My reasons are three. First, my book contains numberless references to or quotations from it. Second, none of its thirty-seven Books presents any controversial questions of angling interest—such as “Where is to be found the first mention of the Rod, or Fly?”—questions which demand for Martial and Ælian a full discussion. Third, my notice of Aristotle, on the principle that the greater includes the less, renders any lengthy comment on Pliny almost superfluous.
The Natural History of the latter, at any rate as far as fish and fishing are concerned, for the most part repeats the Natural History of the former, except in such instances as the caudal losses caused by the enmity between the Lupus and the Mugil, and between the Conger and the Muræna, where it exactly reverses Aristotle’s statement.[327]
These and other instances, in addition to his words (IX. 88), “Nigidius auctor est,” and (X. 19) “Nigidius tradit,” led J. G. Schneider[328] to conclude that it is open to grave doubt, whether Pliny ever read Aristotle at all in the original Greek. The probabilities, indeed, point to his having used for his Natural History the translation into Latin of Aristotle, which Nigidius Figulus, a friend of Cicero’s and (according to Gellius) next to Varro the most learned of the Romans, published with additions apparently of his own.[329]
In Pliny the Younger, and Martial (perhaps Ovid in a lesser degree) one finds what among our classical writers seems the nearest approach to our English sportsman, delighting in his own place, however small, in the country, and in country pursuits. These writers, in spite of living half the year or more in Rome, fall within our conception of country sportsmen.
Most of the others seem more intent on bringing the scent of the hay before the footlights than on making us realise any real joy of fishing. They resemble more the week-enders of a fishing syndicate than the country gentleman living on his place or river.
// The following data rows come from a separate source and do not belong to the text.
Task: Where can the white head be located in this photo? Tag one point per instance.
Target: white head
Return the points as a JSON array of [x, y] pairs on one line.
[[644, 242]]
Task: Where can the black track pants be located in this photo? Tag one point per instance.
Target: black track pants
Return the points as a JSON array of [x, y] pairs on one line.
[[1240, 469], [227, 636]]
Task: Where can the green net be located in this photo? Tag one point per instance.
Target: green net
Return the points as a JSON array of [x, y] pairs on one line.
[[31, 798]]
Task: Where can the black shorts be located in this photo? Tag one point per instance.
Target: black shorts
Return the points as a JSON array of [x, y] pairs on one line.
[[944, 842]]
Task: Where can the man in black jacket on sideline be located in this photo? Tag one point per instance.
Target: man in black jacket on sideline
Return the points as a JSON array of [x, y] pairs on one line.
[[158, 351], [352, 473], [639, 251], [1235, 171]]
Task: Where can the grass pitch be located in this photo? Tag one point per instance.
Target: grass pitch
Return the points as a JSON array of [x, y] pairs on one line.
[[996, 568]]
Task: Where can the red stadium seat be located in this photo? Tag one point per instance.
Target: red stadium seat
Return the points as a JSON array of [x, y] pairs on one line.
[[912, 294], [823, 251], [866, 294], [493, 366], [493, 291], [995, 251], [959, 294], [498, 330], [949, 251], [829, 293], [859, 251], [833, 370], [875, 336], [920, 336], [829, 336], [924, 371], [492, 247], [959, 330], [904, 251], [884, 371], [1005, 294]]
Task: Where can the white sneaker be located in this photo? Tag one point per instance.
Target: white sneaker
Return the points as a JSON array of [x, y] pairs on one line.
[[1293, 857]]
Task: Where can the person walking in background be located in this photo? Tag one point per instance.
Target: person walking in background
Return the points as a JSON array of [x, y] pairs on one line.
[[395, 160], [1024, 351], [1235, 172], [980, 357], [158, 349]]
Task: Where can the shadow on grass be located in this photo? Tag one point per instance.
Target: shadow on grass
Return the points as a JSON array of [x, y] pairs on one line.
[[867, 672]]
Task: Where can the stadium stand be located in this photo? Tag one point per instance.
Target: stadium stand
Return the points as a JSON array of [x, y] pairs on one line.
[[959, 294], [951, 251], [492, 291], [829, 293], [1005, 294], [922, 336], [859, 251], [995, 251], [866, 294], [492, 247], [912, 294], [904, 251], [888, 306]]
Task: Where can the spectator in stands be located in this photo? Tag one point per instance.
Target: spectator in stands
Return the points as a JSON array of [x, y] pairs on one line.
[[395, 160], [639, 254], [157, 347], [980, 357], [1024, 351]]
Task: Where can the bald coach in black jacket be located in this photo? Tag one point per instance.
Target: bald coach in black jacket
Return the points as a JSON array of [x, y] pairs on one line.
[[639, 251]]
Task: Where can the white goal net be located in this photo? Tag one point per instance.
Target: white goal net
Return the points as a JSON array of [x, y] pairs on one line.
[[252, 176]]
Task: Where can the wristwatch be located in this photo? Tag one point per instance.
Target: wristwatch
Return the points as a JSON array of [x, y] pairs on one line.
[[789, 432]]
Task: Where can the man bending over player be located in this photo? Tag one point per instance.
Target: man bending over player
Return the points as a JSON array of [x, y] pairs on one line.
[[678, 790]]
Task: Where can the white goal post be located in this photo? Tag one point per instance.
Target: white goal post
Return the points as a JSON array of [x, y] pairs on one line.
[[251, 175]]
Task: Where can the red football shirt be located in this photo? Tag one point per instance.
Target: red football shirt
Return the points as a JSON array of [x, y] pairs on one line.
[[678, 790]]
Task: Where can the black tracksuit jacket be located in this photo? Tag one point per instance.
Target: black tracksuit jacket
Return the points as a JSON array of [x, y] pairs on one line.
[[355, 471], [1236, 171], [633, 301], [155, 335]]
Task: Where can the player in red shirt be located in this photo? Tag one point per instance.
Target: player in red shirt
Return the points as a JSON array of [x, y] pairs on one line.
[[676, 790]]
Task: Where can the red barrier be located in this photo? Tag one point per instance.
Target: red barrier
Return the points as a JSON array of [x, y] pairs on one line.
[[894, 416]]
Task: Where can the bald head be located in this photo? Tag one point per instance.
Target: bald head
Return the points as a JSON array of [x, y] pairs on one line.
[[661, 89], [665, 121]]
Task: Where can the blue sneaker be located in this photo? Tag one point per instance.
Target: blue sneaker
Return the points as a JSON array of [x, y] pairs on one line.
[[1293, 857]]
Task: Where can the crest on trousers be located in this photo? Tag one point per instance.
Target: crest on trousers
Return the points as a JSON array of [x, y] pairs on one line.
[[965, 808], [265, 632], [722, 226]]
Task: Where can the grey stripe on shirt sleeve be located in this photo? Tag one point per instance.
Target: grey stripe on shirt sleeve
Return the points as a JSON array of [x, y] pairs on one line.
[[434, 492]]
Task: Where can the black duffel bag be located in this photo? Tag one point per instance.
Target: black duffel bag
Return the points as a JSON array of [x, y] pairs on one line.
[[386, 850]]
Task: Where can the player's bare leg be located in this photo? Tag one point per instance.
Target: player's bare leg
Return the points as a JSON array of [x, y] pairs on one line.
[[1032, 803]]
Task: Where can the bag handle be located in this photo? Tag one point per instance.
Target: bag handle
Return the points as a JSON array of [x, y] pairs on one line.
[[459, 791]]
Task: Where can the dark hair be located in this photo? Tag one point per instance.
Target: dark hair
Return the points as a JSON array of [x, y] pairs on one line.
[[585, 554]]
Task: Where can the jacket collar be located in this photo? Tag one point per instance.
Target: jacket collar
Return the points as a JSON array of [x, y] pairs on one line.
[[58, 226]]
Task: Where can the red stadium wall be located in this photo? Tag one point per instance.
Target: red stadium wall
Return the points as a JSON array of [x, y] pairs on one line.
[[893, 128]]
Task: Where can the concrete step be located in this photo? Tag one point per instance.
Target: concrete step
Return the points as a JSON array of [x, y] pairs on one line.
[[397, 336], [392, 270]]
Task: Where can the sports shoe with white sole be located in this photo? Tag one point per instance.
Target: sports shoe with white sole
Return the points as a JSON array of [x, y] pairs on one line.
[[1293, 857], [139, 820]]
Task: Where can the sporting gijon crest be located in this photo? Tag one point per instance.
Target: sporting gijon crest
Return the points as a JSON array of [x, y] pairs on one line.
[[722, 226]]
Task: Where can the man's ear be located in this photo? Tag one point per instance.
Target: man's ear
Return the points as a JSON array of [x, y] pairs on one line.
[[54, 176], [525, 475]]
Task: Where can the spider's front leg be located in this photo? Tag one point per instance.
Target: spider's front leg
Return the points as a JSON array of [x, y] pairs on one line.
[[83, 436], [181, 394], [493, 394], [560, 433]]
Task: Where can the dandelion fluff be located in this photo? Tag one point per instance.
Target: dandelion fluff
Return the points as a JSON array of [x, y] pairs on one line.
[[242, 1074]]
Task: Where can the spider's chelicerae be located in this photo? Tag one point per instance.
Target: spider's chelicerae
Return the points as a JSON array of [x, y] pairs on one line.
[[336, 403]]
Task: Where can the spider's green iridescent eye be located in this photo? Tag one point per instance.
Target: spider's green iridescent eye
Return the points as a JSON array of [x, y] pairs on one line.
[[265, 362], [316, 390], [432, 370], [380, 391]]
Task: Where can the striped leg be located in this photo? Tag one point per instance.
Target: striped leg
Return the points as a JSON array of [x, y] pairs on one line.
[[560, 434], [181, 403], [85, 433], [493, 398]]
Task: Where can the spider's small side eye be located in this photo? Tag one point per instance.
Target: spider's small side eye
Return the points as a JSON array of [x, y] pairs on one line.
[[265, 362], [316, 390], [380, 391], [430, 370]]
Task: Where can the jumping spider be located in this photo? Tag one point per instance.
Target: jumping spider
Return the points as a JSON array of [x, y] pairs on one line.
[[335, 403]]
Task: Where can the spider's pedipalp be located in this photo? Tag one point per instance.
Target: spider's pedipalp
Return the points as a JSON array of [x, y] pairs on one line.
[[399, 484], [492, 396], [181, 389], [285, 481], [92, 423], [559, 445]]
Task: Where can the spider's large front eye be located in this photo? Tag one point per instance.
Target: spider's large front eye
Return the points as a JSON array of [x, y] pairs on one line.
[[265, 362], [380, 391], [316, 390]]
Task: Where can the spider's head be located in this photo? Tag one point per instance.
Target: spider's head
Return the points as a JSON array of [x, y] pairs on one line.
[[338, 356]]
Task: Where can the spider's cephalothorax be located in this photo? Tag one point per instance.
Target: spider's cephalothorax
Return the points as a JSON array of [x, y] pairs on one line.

Pliny the Younger possesses, in addition to his appreciation of the various joys of country life, a passionate yet exquisite feeling for beauty of scenery, especially for that round Lake Como, to which his letters recur again and again.
I cannot, however, conceive him much of a hunter, despite the abundant game which the Apennine or Laurentine coverts harboured, or much of a piscator, despite his notices of fishing on his favourite lake. A letter (Epist., I. 6) to Tacitus, who had apparently been chaffing him as a sportsman, frankly admits that although he has killed three boars his chief pleasure in the chase consists of sitting quietly beside the nets, to which the game was driven, wrapt in contemplation or jotting down on his tablets the ideas which the solitude and silence demanded by the sport were wont to produce.
As a fisherman he took his pleasure, if not sadly, for the most part vicariously. He joyed more, if I read him aright, in watching from one or other of his villas the boatmen toiling with their nets and lines than in a day’s fishing, an impression which seems confirmed by his appreciation of the joy of being able to angle from bed!
Thus we read in Epist., IX. 7: “On the shores of Como I have several villas, but two occupy me most ... That one feels no wave; this one breaks them. From that, you may look down upon the fishermen below; while from this, you may yourself fish, and lower your hook from your bedroom—almost from your very bed—just as from a little boat.”[330]
If the site of the present Villa Pliniana is that of the ancient Villa, as from Pliny’s description[331] of the close proximity of the spring (which even now preserves the unusual characteristics specified in his letter) we may safely conclude, the feat of throwing your hook from your bedroom is obviously of the easiest.